Yes, indeed, they were and they did. What a hoot! Wife Elaine and I had the extreme pleasure of taking in MENOPAUSE THE MUSICAL® (The Hilarious Celebration of Women and The Change!®) during its one-night quickie in Kelowna. It was a joyful exploration and delightful ball of fire. I would guesstimate that the sold-out house, mostly made up of women and an ultra-slim smattering of male companions, felt the same way based on laugh-o-meter results during the 90-minute live production.
I almost blushed a few times, but it was too dark in the theatre to notice. How else could I explain this off-Broadway sensation that starts off in a department store where four women have a chance meeting over a black-lace bra? Yowza – talk about wading into unchartered waters?! It gets better. This day was National Menopause Day 2017. How’s that for irony and serendipity in the Okanagan Valley.
So the four leads start out at Bloomingdale’s in New York bumping elbows at the lingerie table. They each have a signature look, role, and sound.

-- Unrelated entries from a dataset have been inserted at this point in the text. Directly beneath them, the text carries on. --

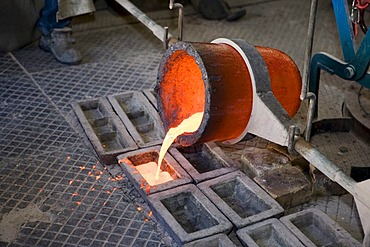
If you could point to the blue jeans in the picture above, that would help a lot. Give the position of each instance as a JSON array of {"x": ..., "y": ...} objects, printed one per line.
[{"x": 48, "y": 18}]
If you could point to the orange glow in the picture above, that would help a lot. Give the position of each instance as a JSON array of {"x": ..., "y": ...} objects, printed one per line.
[
  {"x": 187, "y": 125},
  {"x": 148, "y": 171},
  {"x": 181, "y": 79},
  {"x": 220, "y": 86}
]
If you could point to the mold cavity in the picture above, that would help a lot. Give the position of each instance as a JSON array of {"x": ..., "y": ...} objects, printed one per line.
[
  {"x": 146, "y": 165},
  {"x": 103, "y": 126},
  {"x": 267, "y": 236},
  {"x": 189, "y": 212},
  {"x": 238, "y": 197},
  {"x": 315, "y": 229},
  {"x": 139, "y": 117},
  {"x": 202, "y": 159}
]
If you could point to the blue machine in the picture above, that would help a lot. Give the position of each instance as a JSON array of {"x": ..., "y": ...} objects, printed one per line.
[{"x": 356, "y": 61}]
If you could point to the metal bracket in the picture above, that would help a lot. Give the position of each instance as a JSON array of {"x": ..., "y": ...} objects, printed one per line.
[
  {"x": 180, "y": 22},
  {"x": 356, "y": 63}
]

They were the entire kit and kaboodle, and they were superb: Jayne Lewis (Soap Star/Dance Captain), Janet Martin (Iowa Housewife), Nicole Robert (Earth Mother), and Michelle E. White (Professional Woman).
This quartet of quirkiness spent the entire evening, how do I put his delicately, vocally expressing their feelings about THE CHANGE while amusingly demonstrating the woeful trials and tribulations of reaching middle age. I now understand that this so-called “state of confusion” affects the mind, body, and soul of women in different ways. Apparently “I’m Having A Hot Flash” moment is common to most, but not all. Hang on and pray.
I was struck by the creative brilliance of this rib-tickler. The sets and plot were simple. The divas commanded our entire attention. Each of them brought a striking charisma and charm to their roles. Their chemistry was palpable. They each shared pieces of the playlist pie, belting out a total of 25 familiar-sounding songs that were cleverly altered with lady-business lyrics.
For example, Stayin’ Alive (became Stayin’ Awake), California Girls (became Wish We All Could Be Sane and Normal Girls), My Guy (became My Thighs), and Lookin’ For Love (became Lookin’ For Food In Too Many Places). There was also one distinct verse worth remembering, “Lookin’ For A Pill Not To Kill.” It went on like this all night. These ladies were total champs. No wonder this physical comedy has worldwide appeal.
Big Finish – the final number was New Attitude, it represented the culmination of life experiences and expressed that women are proud of who they are in spite of some of the difficulties they endure. Several groups of women attending were wearing red hats. Found out they were representing The Red Hat Society, a playgroup for women created to connect like-minded women, make new friends, and enrich lives through the power of fun and friendship. They certainly picked the right musical that embodied their platform.